BFP#1 10/24/11 ~ EDD 6/29/12 ~ Natural m/c 11/2/11
BFP#2 2/3/12 ~ Alice born 9/26/12
Spelling is step two.
After 7 years of no ovulation...
BFP#1 10/24/11 ~ EDD 6/29/12 ~ Natural m/c 11/2/11
BFP#2 2/3/12 ~ Alice born 9/26/12
I agree totally with all of this. If you really want advice, I'm going to be honest. It sounds like your boyfriend is not the best for you or your baby. Out of love and respect for you and your son, he should put down the video games and help. I know it might be hard to leave him, especially financially since you live with his mother, but I would work toward finding other options, moving out, and breaking up with him as soon as possible. If he doesn't help with LO and bashes you, he's probably not the right guy.
Like others have said, your baby is yours not your boyfriend's mother's so your expectations for her support and involvement should be ZERO. Bonus if she helps but its not her responsibility. If her behavior is making your life miserable then make it your focus to move out so you dont have to deal with it anymore. Dont be rash. Plan it out, save the money, make a solid choice on a new place so you dont have to unsettle yourself and your baby over and over again.
Id first and foremost talk to your boyfriend about his behavior. Dont yell, talk. Tell him your expectations for his level of help and involvement clearly. Most men do not pick up on subtleties. Tell him your expectations for financial contributions. Tell him that you expect him to start participating or start planning to pay child support. Then give him a chance to step up and be fully prepared to leave if he doesnt.
Being an independent single parent, in control of your child's future, upbringing and influences is far better than having a useless and inconsiderate partner who creates more work and more drama for you.

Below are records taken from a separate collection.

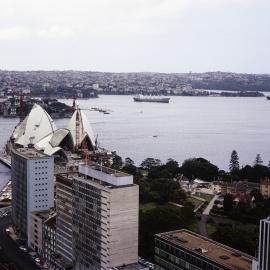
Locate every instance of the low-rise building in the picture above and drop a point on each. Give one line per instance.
(186, 250)
(237, 187)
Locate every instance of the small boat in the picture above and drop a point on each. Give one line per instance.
(159, 99)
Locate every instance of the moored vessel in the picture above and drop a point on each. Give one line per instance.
(159, 99)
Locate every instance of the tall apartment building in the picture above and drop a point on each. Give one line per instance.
(264, 244)
(32, 174)
(48, 239)
(185, 250)
(35, 237)
(265, 188)
(64, 218)
(105, 206)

Dont be one of those wackadoos on Teen Mom who thinks that staying with a deadbeat and working yourself to death to support your family AND your deadbeat is worth it to keep the famly together. If your boyfriend doesnt show consideration and concern and interest in you and his child, he's not family, hes a sperm donor.

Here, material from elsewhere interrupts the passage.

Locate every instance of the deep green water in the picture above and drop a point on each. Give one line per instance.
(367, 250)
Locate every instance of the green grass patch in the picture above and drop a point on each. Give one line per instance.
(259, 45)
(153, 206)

That being said, some men, no matter what age, are immature and shirk parental responsibilities. If hes seen his brother doing it for 2 years with his kid, he might think thats normal and acceptable behavior. But, he may not be hopeless. Lay it out clearly and give him a chance before you move on. But dont stick around and whine about your situation...do something to make it better.

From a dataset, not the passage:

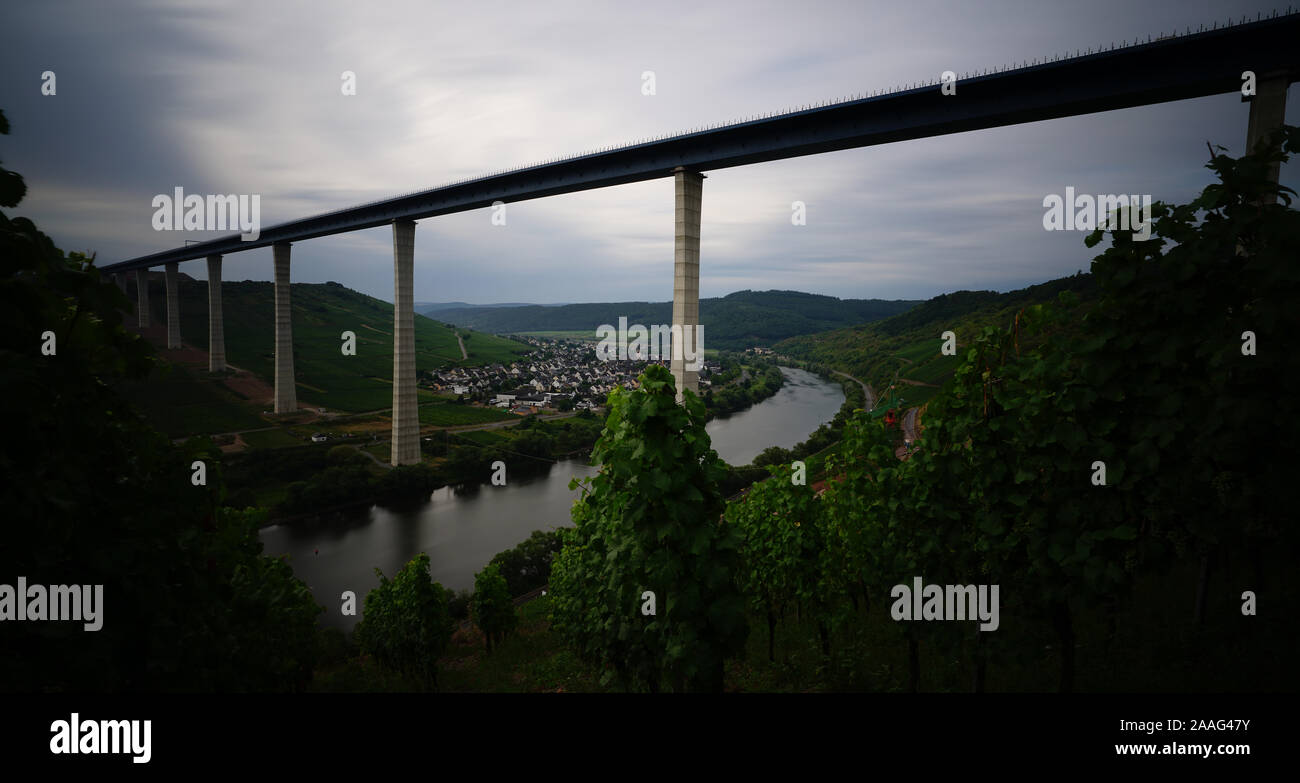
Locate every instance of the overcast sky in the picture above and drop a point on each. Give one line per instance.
(246, 98)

Sounds like you have your hands full! Not knowing exactly what the situation is, all I can say is that I hope things improve.
Had your boyfriend's mother offered to help out with your son? Or was this assumed because you live there? Not to be a jerk, but from her perspective, she has her two kids -- plus one of their girlfriends and also grand kids staying there. Sounds like alot going on...
The way I see it, there are two main issues: 1 - your boyfriend sitting around and 2 - the current living situation doesn't seem to be working.
I get that you're frustrated, but at the end of the day, this is between you and your boyfriend to make it work in the best way possible for your son -- this isn't his mother's responsibility. I don't know why she'd be ok taking care of one of the grand kids, but not the other -- but regardless, it's her prerogative and her house.
He's 24 years old... and now with a baby. Perhaps its time for him to get his act together and start trying to contribute. But beyond that, you need to think about what is best for your son - and for you. Does your boyfriend want to be involved? Are you planning to become committed? If not, perhaps it's time to consider alternatives.